An African-American Islamic journalist living in Sydney says young Muslims are better off in the US than Australia, where welfare and multicultural policies are driving them into the arms of terrorists.
Sulaiman Abdur-Rahman, who has been unable to find work since migrating a year ago, says if Australia was more welcoming of Muslims and willing to employ them instead of leaving them on welfare, they would be less likely to become radicalised.
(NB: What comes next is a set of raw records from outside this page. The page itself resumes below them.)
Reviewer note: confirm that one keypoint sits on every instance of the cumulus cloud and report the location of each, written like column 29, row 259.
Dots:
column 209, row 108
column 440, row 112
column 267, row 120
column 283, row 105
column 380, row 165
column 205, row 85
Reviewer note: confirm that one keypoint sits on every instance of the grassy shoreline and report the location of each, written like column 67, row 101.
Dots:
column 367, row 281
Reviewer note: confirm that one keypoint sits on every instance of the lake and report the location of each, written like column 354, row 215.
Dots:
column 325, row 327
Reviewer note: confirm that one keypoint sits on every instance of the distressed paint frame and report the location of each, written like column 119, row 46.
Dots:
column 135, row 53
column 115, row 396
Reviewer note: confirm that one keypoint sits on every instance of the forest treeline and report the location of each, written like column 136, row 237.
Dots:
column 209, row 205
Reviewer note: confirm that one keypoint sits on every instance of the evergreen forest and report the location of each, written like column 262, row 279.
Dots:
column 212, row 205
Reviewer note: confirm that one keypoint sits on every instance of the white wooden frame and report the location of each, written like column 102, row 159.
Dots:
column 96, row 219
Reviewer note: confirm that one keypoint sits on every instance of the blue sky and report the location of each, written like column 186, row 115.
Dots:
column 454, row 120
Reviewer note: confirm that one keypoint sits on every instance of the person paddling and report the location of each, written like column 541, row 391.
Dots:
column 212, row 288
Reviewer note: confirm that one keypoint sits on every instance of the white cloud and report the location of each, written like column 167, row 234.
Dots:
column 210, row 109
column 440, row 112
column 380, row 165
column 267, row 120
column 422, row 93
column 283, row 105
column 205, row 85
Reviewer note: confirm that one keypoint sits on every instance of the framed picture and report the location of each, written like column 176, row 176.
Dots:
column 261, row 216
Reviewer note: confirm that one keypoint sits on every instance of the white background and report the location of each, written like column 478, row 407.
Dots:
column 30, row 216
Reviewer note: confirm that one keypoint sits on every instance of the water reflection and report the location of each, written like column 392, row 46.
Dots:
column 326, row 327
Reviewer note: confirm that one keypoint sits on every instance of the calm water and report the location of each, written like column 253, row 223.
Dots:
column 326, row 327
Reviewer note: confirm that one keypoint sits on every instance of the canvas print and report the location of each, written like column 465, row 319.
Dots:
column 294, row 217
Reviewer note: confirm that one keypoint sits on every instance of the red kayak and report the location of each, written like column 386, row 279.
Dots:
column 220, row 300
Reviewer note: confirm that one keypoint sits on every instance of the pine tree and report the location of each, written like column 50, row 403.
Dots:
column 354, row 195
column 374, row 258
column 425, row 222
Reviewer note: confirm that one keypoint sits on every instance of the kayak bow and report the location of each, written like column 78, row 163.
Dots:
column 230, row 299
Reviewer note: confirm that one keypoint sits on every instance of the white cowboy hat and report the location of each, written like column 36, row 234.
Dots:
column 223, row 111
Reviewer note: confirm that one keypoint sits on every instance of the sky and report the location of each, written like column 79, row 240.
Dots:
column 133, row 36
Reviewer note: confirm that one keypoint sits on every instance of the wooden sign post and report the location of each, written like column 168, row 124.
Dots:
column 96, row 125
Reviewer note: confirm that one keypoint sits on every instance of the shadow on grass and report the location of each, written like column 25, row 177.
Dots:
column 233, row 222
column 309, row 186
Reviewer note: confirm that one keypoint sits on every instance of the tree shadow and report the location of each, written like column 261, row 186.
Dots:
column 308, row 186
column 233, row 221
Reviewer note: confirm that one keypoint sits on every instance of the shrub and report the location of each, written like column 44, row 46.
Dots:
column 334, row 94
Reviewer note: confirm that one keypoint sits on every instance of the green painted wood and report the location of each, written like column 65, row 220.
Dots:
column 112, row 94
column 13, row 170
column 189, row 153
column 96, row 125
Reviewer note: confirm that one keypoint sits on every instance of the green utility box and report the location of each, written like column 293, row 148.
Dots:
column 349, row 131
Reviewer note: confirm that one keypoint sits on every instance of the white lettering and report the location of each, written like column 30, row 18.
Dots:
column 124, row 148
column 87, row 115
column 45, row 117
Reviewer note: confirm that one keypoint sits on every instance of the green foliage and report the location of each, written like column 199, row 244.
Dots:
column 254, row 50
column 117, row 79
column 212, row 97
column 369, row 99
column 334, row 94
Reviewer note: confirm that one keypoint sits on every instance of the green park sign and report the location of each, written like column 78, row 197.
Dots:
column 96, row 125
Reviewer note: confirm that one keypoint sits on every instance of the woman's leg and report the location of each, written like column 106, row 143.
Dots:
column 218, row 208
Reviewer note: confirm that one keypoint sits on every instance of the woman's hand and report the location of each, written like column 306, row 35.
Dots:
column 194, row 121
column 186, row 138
Mr Abdur-Rahman, who used to work for the Philadelphia Inquirer newspaper, has written a book Under Siege: Black Muslim Down Under, which is scathing about Australia’s “cultural isolation and short-sightedness” in its treatment of Muslims.
He says he understands why out-of-work Australian Muslims have fled to the battlefields of the Middle East to become paid Islamic State mercenaries.
“I could have been one of those people,” the 30-year-old says of the 57 Australian extremists currently known to be fighting with terrorist groups in Syria and Iraq.
“Australia talks about giving people a fair go, but they don’t actually provide that,” he writes in the book.
“I had every opportunity for success in America, because America values the merit of all people, including Muslims and black folks.
“But then I went to Australia and felt as if the Aussies either wanted me to get on welfare or go back to where I had come from.”
He accuses Australian authorities of being more welcoming — and even courting — Martin Place siege gunman Man Haron Monis than a university-educated Muslim man such as himself. “The man (Monis) should have never been free to carry out his deadly siege,” he writes in his self-published e-book.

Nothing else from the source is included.